2年前に三鷹高校を卒業した卒業生は「生徒の名前を覚え100m向こうから『○○君!』と声をかけ、一人ひとりの生徒と向き合うのが得意な先生だった」と語った。現在2年生の生徒の保護者は「土肥校長は入学式で平和と人権の重要性を語り、遅刻指導については権利放棄になるので許さないと述べた」と語った。このように、生徒にも保護者にも身近な先生と慕われている校長だ。
ぜひ話を聞きたいという人で開会20分前に会場は満席となり、入場できなかった人が300人にも達する熱気あふれる集会となった。
1部 今までの経過と都教委の実態
土肥信雄さん(都立三鷹高校校長)
都教委は2006年4月「職員会議において『挙手』『採決』等の方法を用いて職員の意向を確認するような運営は不適切であり、行わないこと」という通知を出した。
職員会議は、これ以前の1998年10月の「管理運営規程」ですでに補助機関化していた。これで十分うまく学校運営ができていたにもかかわらず、この通知だった。そこで昨年11月の校長会で「挙手採決禁止」の撤回を求めた。理由は「この通知により、教員のなかに何をいっても意見が反映されないなら言っても意味がないという空気が広がった。将来の日本を担う子どもたちに民主主義を教える教育現場で言論の自由は何より重要だ」と考えたからだ。しかし撤回されず、納得いく理由も示されなかった。

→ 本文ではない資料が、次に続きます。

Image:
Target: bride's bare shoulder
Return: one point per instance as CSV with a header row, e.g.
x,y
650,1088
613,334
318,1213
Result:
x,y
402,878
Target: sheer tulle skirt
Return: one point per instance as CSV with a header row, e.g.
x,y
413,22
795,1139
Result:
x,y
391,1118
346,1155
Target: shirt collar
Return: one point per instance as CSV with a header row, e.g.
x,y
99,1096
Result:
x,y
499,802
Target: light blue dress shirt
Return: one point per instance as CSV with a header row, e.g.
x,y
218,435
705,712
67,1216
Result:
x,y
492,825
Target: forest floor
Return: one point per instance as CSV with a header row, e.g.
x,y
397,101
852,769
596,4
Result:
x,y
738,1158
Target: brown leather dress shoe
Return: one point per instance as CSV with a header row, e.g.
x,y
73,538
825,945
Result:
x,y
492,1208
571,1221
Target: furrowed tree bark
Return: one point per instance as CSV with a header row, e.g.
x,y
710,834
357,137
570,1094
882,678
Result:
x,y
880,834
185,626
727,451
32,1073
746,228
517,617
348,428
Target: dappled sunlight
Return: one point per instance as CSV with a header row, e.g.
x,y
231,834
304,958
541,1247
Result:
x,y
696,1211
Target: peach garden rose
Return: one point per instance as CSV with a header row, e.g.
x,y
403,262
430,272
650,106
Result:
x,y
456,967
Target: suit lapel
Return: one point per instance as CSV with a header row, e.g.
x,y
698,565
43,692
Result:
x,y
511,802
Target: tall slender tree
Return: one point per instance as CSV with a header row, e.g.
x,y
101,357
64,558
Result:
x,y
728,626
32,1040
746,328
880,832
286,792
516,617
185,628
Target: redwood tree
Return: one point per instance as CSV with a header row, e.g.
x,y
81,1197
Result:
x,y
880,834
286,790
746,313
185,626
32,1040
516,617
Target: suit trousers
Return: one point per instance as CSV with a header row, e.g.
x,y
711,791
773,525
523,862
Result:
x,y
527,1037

そこで公開討論を求め、それができないなら記者会見を行う、それでも応じてもらえなければ自分の意見を一方的に表明する記者会見を行う、という要請を7月10日に提出した。急な要請は好きではないので段階を踏んだつもりだ。7月18日に公開討論には応じられないという連絡があったので記者会見を開き、再度、公開討論を求める要請を8月4日に提出した。こちらは文書での回答を求めた。都教委はなんでも文書主義だからだ。すると8月19日に電話があり「口頭で返事をするので書き留めてください」という。長文を書き留めさせられたが、結果は公開討論拒否の内容だった。
こうした都教委とのやりとりには、いくつもの前段があった。前任校の神津高校の卒業式で都教委から2人の監視役が出張した際1人は20分遅刻してきたこと、三鷹高校の卒業式で、自分は包括的職務命令(口頭で全員に命令するもの)で十分と考えたのに個別的職務命令(文書で個人に命令するもの)を「出せ出せ」と6回もいってきたこと、文化祭で生徒が書いた掲示物にある都民がクレームをつけ都教委が指導したこと、定時制の研究会の報告書である教員の原稿を差し替えさせたこと、などだ。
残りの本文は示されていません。